Redis PubSub, huh? Why not Distributed Erlang's inter-node messages?
Because there are people who want to run Elixir and Phoenix on Heroku, where nodes are isolated on the dynos. Distributed Erlang unfortunately doesn't work on Heroku, but sharing data through Redis works and it's a common pattern in a lot of frameworks.
Another reason is that Redis is already a dependency for data persistence across restarts, so adding PubSub is not a problem. Redis is a good tool to store this kind of data. A pure Elixir solution could use Mnesia, DETS, or dump the ETS cache to files, but these approaches would still not work if running on a PaaS like Heroku, and it would be hard to quickly syncronize new nodes if more are started in a burst.
Also, a lot of people approaching Elixir come from a Rails background, and in this case my priority is to make this library work on setups that are familiar to Rails developers. The goal is to facilitate the adoption of Elixir and Phoenix by growing a familiar ecosystem.
One of the reasons why Rails has become popular is its ease of use and deplployment. Of course it hasn't always been like that, and at the beginning it required complex setups with Capistrano, Mongrels and reverse proxys. In the meantime, however, the ecosystem has matured and PaaS have become a thing. Some of today's most popular frameworks, too, have been built to leverage the ease of deployment provided by PaaS vendors.
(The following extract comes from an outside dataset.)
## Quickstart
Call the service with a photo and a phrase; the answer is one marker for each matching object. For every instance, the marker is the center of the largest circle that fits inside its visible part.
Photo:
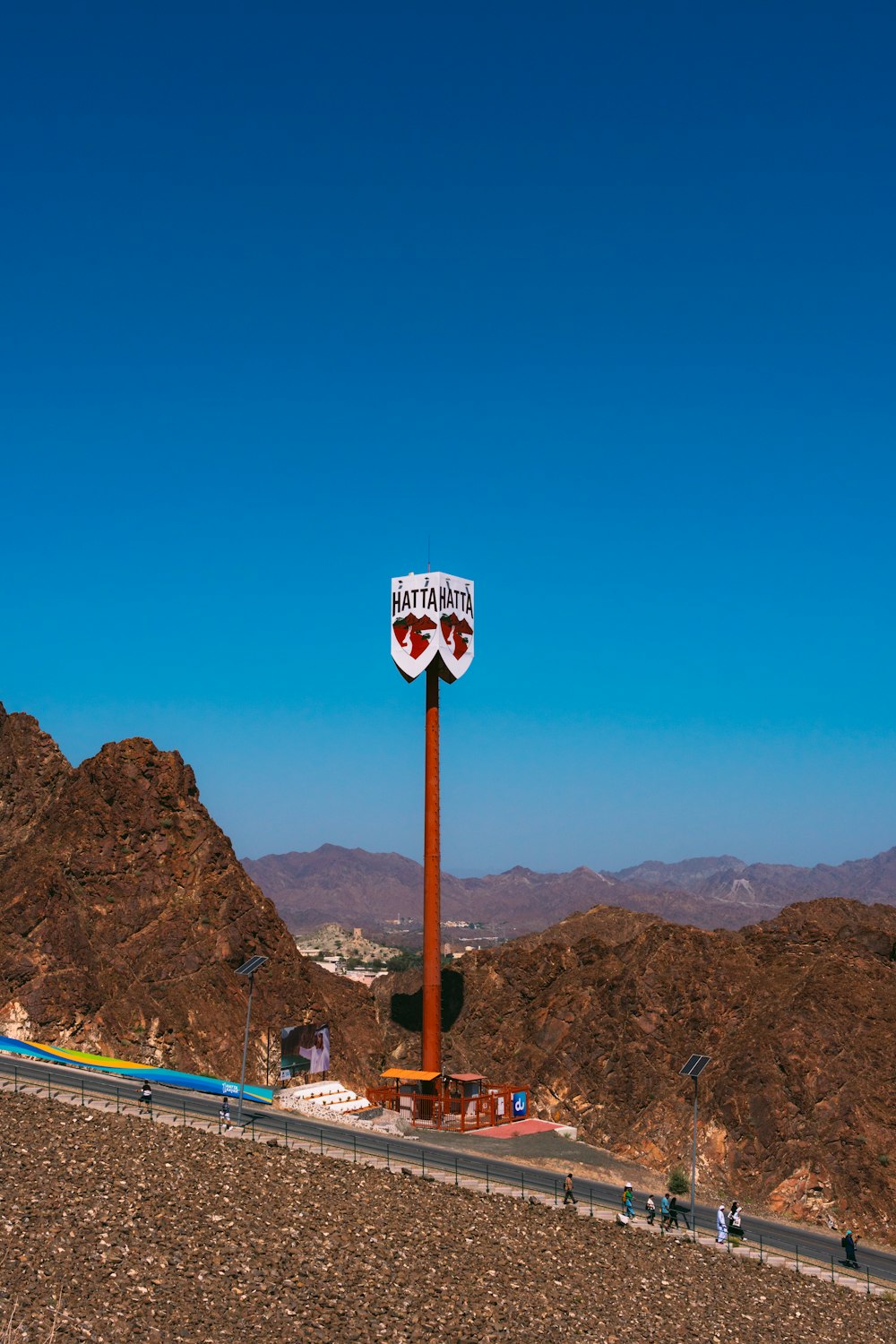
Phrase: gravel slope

I have a feeling that the adoption of Phoenix will grow faster if the ecosystem supports the techniques that developers are already familiar with. Distributed Erlang can be seen as the next level of deployment and setup.
With that out of the way, making FunWithFlags work with Distributed Erlang instead of Redis PubSub wouldn't be too hard. Feel free to propose a design for an adapter interface or send a PR.